Pièce au ton grivois, pièce innovante dans sa forme, comique de situation, comique de répétition, misogynie : voilà ce que vous trouverez entre autres dans Les Deux Mégères d'Abington, dont on ne connaît par ailleurs aucune source, chose suffisamment rare pour être mentionnée. La comédie est écrite sur la base d'une histoire on ne peut plus simple : deux voisins, Mr Goursey et Mr Barnes, souhaitent régler une affaire, ou un différent, le plus amicalement possible (l'affaire en question, on ne saura jamais ce que c'est). Ils laissent leurs femmes régler la chose au jeu, mais c'est compter sans les allusions incessantes de Mrs Barnes à l'infidélité de son époux, qui, croit-elle, couche avec Mrs Goursey. Forcément, Mrs Goursey commence à se lasser d'être traitée de putain par Mrs Barnes, et les deux femmes se fâchent. Là-dessus, Mr Goursey a l'idée de marier sa fille au fils des Barnes, afin de réconcilier les deux femmes (mais on comprend bien qu'il y a là une transaction très intéressante pour les deux parties). Francis Goursey, d'abord peu enclin au mariage, se laisse convaincre ; quant à Mall, la fille des Barnes, elle n'a qu'une envie : perdre sa virginité, mais en tout honneur. Donc c'est oui pour elle aussi. le frère de Mall soutient l'entreprise, Mr Barnes également. C'est évidemment sans compter sur Mrs Goursey et Mrs Barnes, qui ne l'entendent pas du tout, mais alors pas du tout de cette oreille. S'ensuit une fuite nocturne des deux amoureux dans la garenne, poursuivis par tous les autres, dans des buts contradictoires. Et arrivent au milieu de tout ce monde un certain Sir Raphe et son serviteur, Will. D'où confusions à l'envi, scènes de disputes, scènes de poursuites, tout ça dans le noir (théoriquement). Mais l'intervention de Sir Raphe, puis, surtout, de Philipp Barnes, va permettre de réconcilier tout le monde et d'arranger le mariage.

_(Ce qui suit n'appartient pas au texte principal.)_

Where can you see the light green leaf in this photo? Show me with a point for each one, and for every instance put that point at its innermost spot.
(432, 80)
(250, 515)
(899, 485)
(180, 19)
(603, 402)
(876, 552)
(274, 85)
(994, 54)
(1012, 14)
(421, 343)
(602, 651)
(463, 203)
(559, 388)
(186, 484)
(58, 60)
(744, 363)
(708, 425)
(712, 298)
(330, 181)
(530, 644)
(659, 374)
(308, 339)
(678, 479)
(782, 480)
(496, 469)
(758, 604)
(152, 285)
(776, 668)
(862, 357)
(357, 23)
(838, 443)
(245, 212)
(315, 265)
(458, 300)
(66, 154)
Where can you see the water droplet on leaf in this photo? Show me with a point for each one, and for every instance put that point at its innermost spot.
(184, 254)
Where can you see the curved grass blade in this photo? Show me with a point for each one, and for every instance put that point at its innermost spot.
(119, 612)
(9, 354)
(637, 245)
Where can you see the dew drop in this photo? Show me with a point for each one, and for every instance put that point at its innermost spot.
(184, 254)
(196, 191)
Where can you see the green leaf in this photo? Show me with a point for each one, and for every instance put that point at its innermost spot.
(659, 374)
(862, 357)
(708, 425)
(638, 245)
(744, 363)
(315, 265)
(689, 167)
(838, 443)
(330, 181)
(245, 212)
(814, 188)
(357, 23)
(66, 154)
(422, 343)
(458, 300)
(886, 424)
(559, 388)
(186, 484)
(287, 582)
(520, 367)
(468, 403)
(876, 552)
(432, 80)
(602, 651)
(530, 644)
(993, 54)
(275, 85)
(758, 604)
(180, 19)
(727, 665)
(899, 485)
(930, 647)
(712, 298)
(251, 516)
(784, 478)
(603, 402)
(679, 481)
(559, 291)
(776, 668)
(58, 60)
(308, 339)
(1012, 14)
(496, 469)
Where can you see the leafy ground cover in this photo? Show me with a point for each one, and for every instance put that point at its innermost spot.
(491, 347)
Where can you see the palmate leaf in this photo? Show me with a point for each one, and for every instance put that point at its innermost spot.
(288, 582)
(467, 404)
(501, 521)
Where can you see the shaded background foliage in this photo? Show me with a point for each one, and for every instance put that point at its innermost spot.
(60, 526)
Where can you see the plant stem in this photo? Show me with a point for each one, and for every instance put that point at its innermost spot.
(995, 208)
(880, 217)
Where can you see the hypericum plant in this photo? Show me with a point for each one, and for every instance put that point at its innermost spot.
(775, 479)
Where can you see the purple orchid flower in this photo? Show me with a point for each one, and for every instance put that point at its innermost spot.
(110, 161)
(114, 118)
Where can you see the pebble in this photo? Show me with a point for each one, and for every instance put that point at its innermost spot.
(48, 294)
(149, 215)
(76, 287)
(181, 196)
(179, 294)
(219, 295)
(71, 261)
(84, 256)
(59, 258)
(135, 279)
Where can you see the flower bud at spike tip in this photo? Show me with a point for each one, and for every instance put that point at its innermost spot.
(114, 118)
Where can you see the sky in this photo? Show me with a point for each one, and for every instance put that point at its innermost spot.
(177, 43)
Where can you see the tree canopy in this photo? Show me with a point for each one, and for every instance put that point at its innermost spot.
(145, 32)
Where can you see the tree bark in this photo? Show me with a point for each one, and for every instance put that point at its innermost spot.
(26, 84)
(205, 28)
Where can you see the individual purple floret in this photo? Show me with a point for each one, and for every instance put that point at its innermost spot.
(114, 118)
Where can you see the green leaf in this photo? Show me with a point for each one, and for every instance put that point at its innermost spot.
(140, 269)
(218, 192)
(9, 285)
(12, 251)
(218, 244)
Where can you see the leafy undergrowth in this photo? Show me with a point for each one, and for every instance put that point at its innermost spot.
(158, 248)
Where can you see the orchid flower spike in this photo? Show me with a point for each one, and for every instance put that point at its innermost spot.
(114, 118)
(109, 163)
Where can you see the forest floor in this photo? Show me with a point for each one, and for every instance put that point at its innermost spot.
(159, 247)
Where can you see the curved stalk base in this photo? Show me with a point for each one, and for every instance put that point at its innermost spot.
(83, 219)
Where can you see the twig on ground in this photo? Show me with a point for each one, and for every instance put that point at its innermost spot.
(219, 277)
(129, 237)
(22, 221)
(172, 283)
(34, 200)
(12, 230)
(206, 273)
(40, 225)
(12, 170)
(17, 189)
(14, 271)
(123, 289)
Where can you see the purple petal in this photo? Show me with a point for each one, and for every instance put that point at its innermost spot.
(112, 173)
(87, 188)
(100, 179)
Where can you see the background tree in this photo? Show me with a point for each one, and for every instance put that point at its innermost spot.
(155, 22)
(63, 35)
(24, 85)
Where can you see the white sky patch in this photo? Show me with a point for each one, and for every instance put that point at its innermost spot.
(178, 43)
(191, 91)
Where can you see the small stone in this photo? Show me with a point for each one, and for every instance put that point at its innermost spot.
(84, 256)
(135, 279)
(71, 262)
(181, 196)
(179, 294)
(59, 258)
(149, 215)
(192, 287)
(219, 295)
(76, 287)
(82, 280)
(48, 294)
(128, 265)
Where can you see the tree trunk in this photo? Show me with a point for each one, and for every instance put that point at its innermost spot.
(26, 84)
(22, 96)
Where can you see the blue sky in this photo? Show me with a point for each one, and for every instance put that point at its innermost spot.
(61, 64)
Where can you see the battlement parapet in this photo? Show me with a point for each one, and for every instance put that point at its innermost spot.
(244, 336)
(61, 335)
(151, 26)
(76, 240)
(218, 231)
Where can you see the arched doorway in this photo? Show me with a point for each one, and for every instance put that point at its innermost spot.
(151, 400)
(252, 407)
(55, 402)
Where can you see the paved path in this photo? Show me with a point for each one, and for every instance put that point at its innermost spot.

Ça démarre dès la première scène et les premiers dialogues de façon comique, avec les allusions de Mrs Barnes que les autres ne comprennent pas, du moins pas tout de suite. La partie de cartes qui s'ensuit est en revanche moins passionnante, sans parler des dialogues entre les serviteurs et les fils des deux familles. C'est bourré de jeux de mots et d'allusions bien salaces. On imagine bien que pour les sujets d'Elizabeth Tudor, c'était à se taper le cul par terre. Pour le lecteur d'aujourd'hui, c'est nettement moins marrant, vu qu'on ne comprend pas les jeux de mots, qu'il faut donc lire les notes s'y rapportant (ce qui gâche tout le plaisir, évidemment). Même quand on saisit qu'on a sous le nez une blague grivoise, vu que certaines allusions ne peuvent, même si les expressions ne sont plus d'actualité, porter à confusion, le comique ne fonctionne pas, faute de spontanéité - il faut trop faire fonctionner son cerveau pour comprendre de grosses plaisanteries censées faire rire instantanément. Et puis bon, il faut aimer ce genre de blagues, mais je pense que sur scène, ça peut passer. À condition que le texte soit adapté pour un public qui n'est pas anglais, et même pour le public anglais d'aujourd'hui. En tout cas, ces scènes-là, lues, c'est pas très excitant.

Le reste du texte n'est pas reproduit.